Jason Rainey, deputy executive director of KY Innovation, said the proposal embraced the concept of maximizing regional strengths.
“West Kentucky is an integral part of the state’s innovation efforts and this program will elevate that role,” Rainey said. “This RISE hub will drive even greater innovation in information technology and industry. It positions the region to take a significant step forward in the number of quality startup businesses that scale up, produce jobs and positively impact the economy.”
Support organizations for west Kentucky’s RISE hub are located in Paducah, Hopkinsville, Madisonville, Henderson and Murray. In addition to Murray State CTSM and Small Business Development Center and TCWK, the Purchase and Pennyrile Area Development Districts will also act as lead partners. The TCWK, which receives administrative support from Murray State, is a non-profit whose membership includes entrepreneurship service providers, public K-12 schools and community colleges, leading private companies in technology, healthcare, engineering and financial services and utilities.
Michael Ramage, Murray State CTSM director, said the west Kentucky RISE strategy addresses challenges of a rapidly changing economy.
“West Kentucky has a broad array of resources for startups, but we recognize this is a pivotal opportunity to enhance and share those strengths in order to build our regional ecosystem,” Ramage said. “Clustering resources around the information technology sector allows us to connect startups to expert services, capital and tools they require to succeed. We will now be able to fully support and attract many more entrepreneurs who are prepared to solve the problems of the 21st century from the idea stage to growth and sustainability.”

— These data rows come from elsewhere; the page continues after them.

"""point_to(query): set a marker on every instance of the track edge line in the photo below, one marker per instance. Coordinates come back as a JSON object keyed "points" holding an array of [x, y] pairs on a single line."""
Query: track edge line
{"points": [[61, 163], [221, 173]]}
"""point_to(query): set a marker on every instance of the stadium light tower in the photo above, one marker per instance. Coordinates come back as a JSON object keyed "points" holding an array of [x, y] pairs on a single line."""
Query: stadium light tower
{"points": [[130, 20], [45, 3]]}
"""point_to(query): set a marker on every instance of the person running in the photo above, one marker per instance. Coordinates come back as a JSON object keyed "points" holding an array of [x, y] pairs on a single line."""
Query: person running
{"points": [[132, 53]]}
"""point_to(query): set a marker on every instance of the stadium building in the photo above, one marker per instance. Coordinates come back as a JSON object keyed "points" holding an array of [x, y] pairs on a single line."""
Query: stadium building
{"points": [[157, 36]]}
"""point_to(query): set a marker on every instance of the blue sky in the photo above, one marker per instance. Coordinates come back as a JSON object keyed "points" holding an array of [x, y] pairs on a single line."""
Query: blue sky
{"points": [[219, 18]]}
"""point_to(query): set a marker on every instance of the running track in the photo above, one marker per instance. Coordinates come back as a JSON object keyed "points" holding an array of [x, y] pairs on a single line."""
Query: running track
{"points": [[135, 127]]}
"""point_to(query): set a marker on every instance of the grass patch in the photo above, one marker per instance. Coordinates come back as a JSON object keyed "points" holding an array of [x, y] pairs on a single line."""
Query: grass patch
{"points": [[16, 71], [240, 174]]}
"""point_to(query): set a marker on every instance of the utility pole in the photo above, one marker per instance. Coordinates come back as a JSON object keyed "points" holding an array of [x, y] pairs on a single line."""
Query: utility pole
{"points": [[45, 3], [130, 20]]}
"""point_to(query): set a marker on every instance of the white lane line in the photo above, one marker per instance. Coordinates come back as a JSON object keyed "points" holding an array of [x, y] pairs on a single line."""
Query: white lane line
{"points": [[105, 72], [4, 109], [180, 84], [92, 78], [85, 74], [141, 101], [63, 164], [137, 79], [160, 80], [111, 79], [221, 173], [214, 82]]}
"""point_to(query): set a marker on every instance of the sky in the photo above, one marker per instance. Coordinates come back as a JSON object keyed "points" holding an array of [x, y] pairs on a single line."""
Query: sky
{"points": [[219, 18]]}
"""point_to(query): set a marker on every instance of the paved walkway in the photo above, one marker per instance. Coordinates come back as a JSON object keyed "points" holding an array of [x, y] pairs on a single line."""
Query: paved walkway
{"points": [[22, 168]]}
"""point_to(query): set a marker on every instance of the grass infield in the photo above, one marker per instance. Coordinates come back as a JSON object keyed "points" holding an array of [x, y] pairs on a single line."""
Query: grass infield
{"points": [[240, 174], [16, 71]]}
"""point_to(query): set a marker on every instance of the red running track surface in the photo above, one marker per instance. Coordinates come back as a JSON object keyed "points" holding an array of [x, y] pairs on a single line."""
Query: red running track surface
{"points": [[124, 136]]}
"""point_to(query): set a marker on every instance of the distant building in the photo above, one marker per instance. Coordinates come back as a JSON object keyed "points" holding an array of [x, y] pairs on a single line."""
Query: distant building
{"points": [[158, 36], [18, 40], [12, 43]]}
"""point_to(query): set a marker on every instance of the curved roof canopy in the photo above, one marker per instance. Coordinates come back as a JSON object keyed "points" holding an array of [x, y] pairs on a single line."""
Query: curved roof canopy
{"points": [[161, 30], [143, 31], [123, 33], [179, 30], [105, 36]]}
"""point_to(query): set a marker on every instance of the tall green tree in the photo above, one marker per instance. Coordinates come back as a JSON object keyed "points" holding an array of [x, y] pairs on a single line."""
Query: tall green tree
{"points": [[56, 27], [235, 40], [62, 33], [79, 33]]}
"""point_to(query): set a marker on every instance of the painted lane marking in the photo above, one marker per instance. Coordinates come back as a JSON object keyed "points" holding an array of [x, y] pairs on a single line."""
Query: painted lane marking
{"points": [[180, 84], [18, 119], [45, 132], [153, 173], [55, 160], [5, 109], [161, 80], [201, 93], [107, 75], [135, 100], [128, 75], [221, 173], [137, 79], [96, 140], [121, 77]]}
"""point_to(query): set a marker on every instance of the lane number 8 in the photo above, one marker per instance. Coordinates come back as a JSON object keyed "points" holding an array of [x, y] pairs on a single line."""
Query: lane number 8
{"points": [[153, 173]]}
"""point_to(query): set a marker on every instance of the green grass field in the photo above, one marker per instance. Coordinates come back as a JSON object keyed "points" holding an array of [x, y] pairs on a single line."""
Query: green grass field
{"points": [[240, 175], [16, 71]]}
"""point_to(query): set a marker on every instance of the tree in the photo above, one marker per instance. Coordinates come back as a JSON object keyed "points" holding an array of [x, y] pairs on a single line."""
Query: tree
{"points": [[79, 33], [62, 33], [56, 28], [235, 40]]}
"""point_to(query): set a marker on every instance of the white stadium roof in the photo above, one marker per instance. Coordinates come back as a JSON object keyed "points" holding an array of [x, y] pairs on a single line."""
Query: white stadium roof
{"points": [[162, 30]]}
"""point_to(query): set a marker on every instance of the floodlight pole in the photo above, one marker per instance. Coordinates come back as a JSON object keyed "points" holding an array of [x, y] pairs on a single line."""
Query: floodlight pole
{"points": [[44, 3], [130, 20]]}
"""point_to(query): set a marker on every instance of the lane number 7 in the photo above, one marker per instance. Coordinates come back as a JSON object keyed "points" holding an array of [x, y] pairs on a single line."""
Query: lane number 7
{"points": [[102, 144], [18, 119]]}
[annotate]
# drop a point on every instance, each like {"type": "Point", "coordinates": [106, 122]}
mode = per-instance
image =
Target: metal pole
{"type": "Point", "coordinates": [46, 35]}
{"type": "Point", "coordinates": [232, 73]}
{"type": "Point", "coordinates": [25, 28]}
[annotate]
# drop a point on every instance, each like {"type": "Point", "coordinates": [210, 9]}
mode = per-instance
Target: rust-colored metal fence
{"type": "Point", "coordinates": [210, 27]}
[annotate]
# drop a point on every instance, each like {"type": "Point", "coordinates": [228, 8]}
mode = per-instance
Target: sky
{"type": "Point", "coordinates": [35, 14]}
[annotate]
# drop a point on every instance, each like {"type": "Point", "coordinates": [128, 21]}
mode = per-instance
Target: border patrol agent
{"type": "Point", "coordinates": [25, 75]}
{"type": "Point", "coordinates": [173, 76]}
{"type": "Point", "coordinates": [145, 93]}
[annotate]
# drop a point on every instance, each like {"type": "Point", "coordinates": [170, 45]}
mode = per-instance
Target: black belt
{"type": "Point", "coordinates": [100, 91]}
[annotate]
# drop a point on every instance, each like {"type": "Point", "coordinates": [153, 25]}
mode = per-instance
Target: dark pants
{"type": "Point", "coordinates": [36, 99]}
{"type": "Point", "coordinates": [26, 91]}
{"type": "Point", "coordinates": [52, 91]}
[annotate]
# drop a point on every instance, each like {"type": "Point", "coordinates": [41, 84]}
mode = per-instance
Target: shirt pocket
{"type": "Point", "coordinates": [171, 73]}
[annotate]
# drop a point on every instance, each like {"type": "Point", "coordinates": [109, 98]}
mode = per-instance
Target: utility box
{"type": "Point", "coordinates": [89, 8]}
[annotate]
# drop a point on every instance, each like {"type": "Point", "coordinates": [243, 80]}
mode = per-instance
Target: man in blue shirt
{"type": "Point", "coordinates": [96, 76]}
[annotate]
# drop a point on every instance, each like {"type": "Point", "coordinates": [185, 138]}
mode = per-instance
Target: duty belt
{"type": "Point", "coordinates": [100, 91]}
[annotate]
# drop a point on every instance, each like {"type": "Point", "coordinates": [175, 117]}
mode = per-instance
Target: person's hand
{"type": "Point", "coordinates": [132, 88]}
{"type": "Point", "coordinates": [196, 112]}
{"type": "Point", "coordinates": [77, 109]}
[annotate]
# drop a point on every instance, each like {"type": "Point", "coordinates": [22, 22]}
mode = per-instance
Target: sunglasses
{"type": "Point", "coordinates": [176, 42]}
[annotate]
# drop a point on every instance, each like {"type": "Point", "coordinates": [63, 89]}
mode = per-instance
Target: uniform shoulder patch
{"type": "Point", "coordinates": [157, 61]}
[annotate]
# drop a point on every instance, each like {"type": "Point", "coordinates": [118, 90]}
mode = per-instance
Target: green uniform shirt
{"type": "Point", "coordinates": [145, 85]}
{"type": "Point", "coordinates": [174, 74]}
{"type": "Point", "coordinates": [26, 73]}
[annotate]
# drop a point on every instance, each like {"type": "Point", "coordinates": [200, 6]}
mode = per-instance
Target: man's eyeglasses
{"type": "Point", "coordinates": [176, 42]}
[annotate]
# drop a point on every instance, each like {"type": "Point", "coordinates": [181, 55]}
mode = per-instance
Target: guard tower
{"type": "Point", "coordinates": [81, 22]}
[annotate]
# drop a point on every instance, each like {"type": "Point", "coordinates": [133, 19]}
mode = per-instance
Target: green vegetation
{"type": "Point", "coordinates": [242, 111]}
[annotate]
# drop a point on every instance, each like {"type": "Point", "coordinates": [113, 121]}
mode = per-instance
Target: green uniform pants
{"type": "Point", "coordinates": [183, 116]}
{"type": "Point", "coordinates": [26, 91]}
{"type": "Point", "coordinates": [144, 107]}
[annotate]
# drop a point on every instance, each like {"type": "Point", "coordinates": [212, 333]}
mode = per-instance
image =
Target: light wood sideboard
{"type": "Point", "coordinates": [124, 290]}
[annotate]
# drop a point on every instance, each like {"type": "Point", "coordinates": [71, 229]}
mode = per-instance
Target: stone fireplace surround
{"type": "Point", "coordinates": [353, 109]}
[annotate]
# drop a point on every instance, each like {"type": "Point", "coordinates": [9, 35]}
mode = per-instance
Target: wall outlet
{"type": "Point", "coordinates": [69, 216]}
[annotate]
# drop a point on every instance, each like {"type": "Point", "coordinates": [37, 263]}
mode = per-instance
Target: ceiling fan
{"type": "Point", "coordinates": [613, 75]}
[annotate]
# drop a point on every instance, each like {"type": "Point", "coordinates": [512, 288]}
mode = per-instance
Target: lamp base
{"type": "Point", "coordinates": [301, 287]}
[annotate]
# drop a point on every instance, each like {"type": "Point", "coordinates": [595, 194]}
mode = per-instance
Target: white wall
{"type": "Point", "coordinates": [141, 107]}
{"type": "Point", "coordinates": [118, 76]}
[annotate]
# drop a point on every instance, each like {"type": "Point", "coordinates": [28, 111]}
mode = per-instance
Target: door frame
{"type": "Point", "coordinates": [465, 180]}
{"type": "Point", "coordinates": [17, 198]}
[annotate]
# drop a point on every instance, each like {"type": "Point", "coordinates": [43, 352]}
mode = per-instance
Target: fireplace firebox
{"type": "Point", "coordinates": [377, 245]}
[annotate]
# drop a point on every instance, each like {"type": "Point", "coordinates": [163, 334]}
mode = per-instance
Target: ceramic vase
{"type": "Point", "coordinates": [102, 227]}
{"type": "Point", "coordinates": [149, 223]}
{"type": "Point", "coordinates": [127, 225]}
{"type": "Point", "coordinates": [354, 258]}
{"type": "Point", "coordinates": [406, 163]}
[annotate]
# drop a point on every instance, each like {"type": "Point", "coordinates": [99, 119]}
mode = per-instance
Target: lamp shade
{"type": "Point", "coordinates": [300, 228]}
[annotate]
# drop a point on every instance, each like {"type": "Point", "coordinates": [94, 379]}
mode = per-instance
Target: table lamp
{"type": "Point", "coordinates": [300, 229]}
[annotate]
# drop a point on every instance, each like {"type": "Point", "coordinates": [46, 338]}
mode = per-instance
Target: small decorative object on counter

The west Kentucky RISE model aims to move startup companies through tech commercialization while providing extra resources for local initiatives, regional collaboration and the talent necessary to transition companies to the next stage. Consortium leaders identified the following objectives: developing entrepreneurship culture, regional coordination of local entrepreneurship efforts, fostering growth and development of technology and innovation, and provision of enhanced entrepreneurial services such as startup counseling.
Partners will provide businesses and entrepreneurs a full range of services including business planning, investor-financing readiness evaluations, software development vetting, and advising on the incorporation process, tax and permitting obligations, IP protections and partnership agreements.
Communities involved will perform:
- The First 100: Research-backed effort to identify “first 100” entrepreneurs in five communities within six months.
- Asset mapping: Within the first 90 days, each community will conduct a work session to identify its local technology and entrepreneurial assets in infrastructure, non-governmental institutions related to entrepreneurship, professional support, finance, tools/space and talent.
- Talent Development: All five communities will create a talent development program for implementation during the 2018-2019 school year.
KY Innovation will announce more RISE awardees in the coming weeks. Mefford said the office plans to invest more than $4.9 million in regional efforts, more than doubling funding to the offices of the former Kentucky Innovation Network.